Football might not be quite the same anymore. Twelve of the richest and most storied football clubs in Europe announced that they had formed a breakaway European club competition that would change everything that we have known about the beautiful game for nearly a century.
The breakaway clubs which include Real Madrid and Barcelona in Spain, Manchester United and Liverpool in England, and Juventus and AC Milan in Italy confirmed their plans last night and also added that they were planning to add at least three more founding members and hold matches between the clubs mid-week, that would go on to help the league pose as direct competition for the existing UEFA Champions League.
Real Madrid club president Florentino Perez was named the first chairman of the ‘European Super League’, who went on to say that “we will help football at every level and take it to its rightful place in the world.”
But on the contrary, the ideals that the Super League is structured around hardly look to do that.
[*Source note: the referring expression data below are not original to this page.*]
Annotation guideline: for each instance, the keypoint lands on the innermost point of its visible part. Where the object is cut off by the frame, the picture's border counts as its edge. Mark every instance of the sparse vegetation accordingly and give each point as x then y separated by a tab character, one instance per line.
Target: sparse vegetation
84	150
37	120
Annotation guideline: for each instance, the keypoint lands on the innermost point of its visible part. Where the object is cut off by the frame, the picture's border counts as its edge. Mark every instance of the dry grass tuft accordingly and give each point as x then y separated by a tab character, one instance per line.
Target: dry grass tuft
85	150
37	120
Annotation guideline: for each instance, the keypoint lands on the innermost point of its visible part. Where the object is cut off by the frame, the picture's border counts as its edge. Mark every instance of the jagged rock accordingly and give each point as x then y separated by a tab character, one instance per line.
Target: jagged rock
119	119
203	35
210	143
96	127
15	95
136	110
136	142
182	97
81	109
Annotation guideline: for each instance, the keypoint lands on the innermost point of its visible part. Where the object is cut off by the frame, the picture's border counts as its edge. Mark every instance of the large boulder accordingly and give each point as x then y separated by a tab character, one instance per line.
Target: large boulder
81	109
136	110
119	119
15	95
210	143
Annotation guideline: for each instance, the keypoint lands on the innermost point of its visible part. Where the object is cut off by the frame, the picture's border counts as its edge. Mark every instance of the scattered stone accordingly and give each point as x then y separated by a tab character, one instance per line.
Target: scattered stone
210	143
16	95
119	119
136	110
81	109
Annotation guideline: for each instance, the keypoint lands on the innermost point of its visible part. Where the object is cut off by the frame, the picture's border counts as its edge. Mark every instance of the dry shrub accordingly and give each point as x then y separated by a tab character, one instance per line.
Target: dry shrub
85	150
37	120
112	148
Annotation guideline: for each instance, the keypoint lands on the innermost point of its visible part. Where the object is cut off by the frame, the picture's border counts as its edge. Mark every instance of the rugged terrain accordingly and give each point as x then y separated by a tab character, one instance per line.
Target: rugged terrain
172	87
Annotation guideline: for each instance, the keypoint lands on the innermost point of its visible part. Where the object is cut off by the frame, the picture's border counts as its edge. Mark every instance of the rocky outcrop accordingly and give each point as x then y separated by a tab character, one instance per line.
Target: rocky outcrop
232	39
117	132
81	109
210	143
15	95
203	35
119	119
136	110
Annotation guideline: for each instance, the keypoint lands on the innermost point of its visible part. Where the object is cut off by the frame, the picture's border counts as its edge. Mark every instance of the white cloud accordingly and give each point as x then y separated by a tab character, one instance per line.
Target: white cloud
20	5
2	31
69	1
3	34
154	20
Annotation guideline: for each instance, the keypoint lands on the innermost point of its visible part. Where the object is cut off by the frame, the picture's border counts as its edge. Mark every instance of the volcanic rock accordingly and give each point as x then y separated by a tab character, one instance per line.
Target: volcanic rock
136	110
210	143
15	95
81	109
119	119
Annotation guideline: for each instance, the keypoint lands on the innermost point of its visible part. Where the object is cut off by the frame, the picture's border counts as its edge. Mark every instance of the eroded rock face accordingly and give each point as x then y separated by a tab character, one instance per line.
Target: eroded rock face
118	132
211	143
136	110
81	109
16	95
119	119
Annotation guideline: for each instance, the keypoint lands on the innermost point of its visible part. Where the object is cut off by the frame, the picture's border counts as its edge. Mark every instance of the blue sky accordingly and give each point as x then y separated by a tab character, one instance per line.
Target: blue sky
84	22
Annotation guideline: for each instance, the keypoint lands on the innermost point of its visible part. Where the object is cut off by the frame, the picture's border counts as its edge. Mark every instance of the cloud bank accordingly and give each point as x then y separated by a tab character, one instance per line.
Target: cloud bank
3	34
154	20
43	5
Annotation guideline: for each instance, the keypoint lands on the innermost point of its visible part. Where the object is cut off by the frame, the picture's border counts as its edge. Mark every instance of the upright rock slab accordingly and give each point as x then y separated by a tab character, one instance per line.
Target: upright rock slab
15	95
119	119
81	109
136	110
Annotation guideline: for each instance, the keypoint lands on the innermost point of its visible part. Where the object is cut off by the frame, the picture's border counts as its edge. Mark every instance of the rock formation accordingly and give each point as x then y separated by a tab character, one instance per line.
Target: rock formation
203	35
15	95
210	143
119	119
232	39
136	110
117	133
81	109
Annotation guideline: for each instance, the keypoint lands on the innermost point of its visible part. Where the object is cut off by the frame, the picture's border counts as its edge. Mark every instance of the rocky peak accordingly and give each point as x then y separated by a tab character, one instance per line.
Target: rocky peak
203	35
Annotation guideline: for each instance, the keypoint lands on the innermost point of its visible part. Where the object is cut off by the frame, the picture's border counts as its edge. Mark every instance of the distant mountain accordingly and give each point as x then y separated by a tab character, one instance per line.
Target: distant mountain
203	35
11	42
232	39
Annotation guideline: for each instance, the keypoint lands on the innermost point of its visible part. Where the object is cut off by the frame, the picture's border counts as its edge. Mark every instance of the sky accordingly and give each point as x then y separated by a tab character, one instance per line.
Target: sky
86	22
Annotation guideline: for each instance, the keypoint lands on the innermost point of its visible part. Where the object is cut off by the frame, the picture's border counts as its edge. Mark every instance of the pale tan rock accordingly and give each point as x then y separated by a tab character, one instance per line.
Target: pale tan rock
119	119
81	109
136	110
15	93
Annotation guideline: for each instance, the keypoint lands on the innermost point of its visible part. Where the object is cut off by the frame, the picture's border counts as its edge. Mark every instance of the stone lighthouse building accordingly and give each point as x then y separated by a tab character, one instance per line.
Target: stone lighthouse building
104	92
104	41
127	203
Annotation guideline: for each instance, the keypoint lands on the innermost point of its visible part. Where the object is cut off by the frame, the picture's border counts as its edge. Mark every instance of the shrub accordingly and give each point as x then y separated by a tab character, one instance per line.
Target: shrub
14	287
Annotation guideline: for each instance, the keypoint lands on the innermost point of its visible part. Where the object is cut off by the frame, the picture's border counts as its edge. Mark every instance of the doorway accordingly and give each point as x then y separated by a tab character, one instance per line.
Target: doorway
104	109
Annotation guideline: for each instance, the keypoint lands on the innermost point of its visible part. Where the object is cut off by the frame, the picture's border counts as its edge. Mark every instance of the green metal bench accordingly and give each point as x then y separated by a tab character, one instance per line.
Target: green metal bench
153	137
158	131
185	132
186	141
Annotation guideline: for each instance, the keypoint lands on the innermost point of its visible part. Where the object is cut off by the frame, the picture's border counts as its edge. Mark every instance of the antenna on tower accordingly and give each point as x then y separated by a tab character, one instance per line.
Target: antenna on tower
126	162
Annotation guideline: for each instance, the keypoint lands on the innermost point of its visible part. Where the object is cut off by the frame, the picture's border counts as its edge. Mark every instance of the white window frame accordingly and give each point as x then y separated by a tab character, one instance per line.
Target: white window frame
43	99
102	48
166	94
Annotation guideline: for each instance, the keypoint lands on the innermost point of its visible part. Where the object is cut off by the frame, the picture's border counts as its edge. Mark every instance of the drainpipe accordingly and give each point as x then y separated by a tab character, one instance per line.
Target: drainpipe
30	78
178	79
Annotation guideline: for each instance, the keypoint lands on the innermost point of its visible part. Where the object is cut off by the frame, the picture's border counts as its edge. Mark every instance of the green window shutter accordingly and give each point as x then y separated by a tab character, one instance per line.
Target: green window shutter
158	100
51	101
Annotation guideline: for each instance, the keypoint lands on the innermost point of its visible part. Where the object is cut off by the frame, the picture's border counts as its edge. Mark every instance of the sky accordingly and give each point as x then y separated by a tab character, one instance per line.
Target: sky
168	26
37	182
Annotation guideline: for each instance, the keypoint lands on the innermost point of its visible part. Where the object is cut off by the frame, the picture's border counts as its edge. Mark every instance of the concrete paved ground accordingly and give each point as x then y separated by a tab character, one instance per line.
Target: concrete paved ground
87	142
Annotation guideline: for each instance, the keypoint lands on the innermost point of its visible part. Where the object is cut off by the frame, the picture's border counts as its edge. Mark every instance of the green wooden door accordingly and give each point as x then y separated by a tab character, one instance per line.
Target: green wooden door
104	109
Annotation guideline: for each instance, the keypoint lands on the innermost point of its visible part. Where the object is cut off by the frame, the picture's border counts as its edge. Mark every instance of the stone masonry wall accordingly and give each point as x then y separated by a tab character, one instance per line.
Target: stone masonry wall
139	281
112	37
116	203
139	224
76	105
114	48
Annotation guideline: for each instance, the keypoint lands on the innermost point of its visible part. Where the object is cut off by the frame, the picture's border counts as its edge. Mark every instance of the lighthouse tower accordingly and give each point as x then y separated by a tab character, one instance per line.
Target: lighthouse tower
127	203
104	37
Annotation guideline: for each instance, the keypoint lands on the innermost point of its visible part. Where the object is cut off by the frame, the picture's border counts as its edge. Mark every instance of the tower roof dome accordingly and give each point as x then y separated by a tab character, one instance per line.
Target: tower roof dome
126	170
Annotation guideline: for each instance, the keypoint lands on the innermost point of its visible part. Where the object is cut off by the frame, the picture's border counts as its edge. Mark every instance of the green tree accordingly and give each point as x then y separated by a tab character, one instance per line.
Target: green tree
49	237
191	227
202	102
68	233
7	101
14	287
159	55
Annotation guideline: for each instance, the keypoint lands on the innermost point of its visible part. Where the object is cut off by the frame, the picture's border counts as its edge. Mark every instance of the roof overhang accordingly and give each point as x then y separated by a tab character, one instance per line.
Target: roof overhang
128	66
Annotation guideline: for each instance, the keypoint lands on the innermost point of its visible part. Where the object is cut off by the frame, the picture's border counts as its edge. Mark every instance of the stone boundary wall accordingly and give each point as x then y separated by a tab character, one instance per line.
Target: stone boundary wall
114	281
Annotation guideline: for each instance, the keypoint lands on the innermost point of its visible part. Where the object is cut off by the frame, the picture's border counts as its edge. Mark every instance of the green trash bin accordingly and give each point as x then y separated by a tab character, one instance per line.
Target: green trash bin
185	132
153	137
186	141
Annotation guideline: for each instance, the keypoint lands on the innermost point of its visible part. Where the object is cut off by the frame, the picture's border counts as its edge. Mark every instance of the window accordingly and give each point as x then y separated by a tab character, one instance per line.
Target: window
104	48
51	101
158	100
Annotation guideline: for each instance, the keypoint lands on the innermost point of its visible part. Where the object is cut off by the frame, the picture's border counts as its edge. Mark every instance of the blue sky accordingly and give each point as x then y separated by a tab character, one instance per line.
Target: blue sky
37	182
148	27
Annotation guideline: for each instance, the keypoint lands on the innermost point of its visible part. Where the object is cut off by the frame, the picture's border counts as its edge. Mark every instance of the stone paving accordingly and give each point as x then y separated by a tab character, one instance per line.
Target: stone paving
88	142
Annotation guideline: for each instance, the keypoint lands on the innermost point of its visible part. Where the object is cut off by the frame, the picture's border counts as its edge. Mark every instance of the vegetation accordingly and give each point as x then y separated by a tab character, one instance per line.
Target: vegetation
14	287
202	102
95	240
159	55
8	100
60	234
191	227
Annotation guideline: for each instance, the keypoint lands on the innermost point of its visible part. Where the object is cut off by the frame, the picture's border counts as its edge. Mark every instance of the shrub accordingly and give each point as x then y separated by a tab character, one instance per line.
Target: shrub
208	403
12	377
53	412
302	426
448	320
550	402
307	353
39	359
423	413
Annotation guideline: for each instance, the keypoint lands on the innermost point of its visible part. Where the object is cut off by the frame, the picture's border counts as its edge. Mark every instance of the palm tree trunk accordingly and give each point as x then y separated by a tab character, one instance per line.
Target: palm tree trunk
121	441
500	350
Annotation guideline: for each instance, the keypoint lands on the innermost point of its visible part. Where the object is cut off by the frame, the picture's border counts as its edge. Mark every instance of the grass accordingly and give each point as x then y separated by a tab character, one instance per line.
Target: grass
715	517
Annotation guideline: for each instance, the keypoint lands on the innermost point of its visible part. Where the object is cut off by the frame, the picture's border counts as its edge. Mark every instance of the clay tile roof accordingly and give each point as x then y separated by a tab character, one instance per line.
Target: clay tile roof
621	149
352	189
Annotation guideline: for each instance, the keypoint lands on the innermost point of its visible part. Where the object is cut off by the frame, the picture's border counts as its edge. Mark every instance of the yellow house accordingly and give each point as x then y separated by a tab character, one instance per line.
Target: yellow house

The league that has been agreed to be formed is an alliance of top clubs in Europe closer in concept to closed leagues like the NFL and the NBA than the current football pyramid.
According to the announcement, the founding clubs will split 3.5 billion euros (almost $4.2billion) for signing on to establish “a sustainable financial foundation.” Each founding club will receive about $400 million; a sum of money that is four times what Bayern Munich, winners of the 2020 Champions League took home.
The concept of the competition has been condemned by European football officials, as the Premier League as well as the UEFA labelled the proposal as a “cynical project” – and so did thousands of fans online.
Liverpool fans have further gone ahead with their protests as they placed banners outside Anfield opposing the formation of The Super League. Both the banners had clear cut messages against their owners as one read ‘LFC fans against European Super League’ and the other ‘shame on you RIP LFC 1892 – 2021’ –
Anfield right now. pic.twitter.com/NDYut0BWk8— Craig Austin (@CampioneeLFC) April 19, 2021
No French teams or German teams will take part in the inaugural edition, while FIFA on Sunday expressed its “disapproval” of the concept of a closed league. Whether the decision goes through or not, it is safe to say that the commencement of the tournament will stand against all of the ideals promoted by what we know as the beautiful game – where even the underdog can surprise the heavyweights.
Fairytale stories are at the centre of what we know as the magic of knockout competitions, and the concept of a closed Super League is against all the values that truly make the sport beautiful in its own way.